By providing a named vector with two conditions (WT and KO), tradeSeq will test for genes that have significantly different dynamic trajectories between the two groups.

# Fit GAMs and perform statistical testing between WT and KO
tradeSeq_res <- RunTradeSeqTocky(
  object = X,
  gradient_res = gradient_res,
  group_by = cell_groups,
  genes = dynamic_genes,
  n_knots = 5,
  n_cores = 1
)
## Running tradeSeq on 100 genes across 300 cells (2 groups)...
## Testing for differential dynamics (Condition Test)...
# View the differential dynamics results (p-values and FDR)
head(tradeSeq_res$results)
##          waldStat df       pvalue         padj
## Gene_71  97.80592  5 0.000000e+00 0.000000e+00
## Gene_73  91.25394  5 0.000000e+00 0.000000e+00
## Gene_72  99.79666  5 0.000000e+00 0.000000e+00
## Gene_70 120.21078  5 0.000000e+00 0.000000e+00
## Gene_74  83.73076  5 1.110223e-16 2.220446e-15
## Gene_76  79.41389  5 1.110223e-15 1.850372e-14

4. Visualizing the Temporal Cascade

Once significant genes are identified, plotting them in developmental order reveals the sequential transcriptional logic of your system.

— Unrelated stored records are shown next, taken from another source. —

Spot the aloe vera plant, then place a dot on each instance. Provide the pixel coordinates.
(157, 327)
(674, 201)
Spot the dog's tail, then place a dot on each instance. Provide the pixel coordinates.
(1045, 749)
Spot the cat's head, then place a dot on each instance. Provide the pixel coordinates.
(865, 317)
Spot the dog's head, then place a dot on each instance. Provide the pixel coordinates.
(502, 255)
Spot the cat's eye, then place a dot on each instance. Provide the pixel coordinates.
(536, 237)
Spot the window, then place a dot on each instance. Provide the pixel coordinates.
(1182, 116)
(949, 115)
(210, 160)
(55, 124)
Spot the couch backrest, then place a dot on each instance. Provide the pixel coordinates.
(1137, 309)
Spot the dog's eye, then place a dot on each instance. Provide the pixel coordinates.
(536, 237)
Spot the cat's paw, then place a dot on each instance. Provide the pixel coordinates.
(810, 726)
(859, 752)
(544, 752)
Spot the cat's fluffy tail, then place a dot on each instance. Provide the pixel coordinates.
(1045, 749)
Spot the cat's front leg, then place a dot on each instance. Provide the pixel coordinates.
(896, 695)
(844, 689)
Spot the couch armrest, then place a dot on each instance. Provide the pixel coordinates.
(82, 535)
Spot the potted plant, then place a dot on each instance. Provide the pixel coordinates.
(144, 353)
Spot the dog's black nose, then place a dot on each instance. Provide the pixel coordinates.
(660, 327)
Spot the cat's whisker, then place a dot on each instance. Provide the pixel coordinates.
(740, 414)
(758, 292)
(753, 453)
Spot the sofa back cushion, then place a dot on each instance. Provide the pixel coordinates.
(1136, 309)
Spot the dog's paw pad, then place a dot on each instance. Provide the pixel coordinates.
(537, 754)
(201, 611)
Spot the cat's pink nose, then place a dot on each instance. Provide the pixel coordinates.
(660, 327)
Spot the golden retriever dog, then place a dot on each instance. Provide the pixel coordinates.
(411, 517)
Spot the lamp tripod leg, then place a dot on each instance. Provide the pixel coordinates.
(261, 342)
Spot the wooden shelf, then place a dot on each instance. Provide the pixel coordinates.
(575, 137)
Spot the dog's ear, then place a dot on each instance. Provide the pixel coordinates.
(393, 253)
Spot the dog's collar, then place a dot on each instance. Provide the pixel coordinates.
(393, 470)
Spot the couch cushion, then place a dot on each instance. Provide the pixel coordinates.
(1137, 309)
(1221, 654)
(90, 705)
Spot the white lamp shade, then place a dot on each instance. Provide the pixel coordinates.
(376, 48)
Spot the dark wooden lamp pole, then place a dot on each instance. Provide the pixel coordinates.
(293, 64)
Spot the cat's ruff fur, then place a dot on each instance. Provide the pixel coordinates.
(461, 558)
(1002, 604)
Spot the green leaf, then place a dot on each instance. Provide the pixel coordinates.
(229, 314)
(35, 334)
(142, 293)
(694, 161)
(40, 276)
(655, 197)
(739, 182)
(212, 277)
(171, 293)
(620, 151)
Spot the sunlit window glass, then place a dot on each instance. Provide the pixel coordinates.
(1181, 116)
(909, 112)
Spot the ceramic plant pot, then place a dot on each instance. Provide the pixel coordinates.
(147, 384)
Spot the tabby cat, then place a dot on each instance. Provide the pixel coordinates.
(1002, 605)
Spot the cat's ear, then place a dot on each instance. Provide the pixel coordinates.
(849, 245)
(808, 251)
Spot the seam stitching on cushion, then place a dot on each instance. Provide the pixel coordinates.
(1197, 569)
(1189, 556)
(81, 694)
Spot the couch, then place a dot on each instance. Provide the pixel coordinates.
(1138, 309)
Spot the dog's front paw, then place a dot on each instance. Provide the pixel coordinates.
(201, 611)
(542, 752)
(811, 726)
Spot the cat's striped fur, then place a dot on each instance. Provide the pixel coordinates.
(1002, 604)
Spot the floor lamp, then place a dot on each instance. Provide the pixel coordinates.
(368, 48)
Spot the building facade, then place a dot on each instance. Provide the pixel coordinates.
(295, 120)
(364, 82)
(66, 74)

The PlotTockyHeatmap function supports ordering genes by their peak activation timing (“peak”) or via standard hierarchical clustering (“cluster”). By default, it applies a Z-score row scaling to highlight expression shifts.

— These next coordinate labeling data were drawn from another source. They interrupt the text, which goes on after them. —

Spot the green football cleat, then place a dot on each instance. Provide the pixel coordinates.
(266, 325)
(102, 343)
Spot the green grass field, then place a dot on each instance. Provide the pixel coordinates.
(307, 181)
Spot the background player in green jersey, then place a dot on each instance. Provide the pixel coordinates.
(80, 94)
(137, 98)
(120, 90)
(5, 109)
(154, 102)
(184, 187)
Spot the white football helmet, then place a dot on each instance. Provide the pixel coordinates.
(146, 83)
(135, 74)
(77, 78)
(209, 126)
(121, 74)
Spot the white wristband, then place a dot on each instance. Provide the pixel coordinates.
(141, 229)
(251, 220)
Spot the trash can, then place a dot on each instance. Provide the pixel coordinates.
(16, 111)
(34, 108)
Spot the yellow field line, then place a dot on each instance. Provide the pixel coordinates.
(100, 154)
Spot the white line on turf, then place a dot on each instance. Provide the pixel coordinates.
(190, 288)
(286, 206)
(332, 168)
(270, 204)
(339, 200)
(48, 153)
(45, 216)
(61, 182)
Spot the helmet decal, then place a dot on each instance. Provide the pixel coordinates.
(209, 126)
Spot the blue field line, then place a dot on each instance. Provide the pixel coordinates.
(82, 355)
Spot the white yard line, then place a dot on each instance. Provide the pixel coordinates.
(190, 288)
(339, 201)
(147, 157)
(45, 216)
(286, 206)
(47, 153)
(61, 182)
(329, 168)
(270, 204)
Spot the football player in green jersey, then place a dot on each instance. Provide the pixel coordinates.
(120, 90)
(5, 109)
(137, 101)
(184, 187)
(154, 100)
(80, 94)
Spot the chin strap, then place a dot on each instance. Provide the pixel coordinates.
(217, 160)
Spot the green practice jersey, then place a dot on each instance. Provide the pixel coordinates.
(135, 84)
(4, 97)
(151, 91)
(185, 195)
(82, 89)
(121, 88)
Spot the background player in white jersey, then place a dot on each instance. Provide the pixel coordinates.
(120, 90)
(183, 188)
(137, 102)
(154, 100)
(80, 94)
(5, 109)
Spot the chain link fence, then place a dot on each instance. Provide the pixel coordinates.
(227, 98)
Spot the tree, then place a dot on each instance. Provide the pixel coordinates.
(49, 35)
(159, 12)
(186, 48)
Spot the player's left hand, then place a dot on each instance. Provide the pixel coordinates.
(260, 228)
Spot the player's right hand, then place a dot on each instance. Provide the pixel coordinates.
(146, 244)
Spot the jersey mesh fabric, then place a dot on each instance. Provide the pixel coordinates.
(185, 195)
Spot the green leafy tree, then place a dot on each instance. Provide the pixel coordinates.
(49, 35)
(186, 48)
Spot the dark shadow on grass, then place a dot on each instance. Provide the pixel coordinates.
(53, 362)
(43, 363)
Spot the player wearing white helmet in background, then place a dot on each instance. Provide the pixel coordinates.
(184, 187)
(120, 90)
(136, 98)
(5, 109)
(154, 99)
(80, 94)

# Plot the expression cascade, ordered by the peak Tocky Time
PlotTockyHeatmap(
  object = X,
  gradient_res = gradient_res,
  genes = dynamic_genes,
  ordering_method = "peak",
  n_bins = 50,
  span = 0.5
)
## Binning 300 cells into 50 angular intervals...
## Smoothing binned trajectories...

5. Biological Interpretation

The heatmap above visualizes the transcriptional cascade along the Canonical Tocky Manifold. This allows identification of specific temporal windows, identifying the immediate-early genes that initiate upon TCR signalling versus the late-stage markers associated with antigen-experienced states.

  • The X-axis (Tocky Time): Represents the progression of cells from the ‘New’ state to the ‘Arrested’ state, decoupled from the absolute signaling intensity.
  • The Y-axis (Genes): Displays the top 100 most dynamic genes, ordered sequentially by their peak expression timing.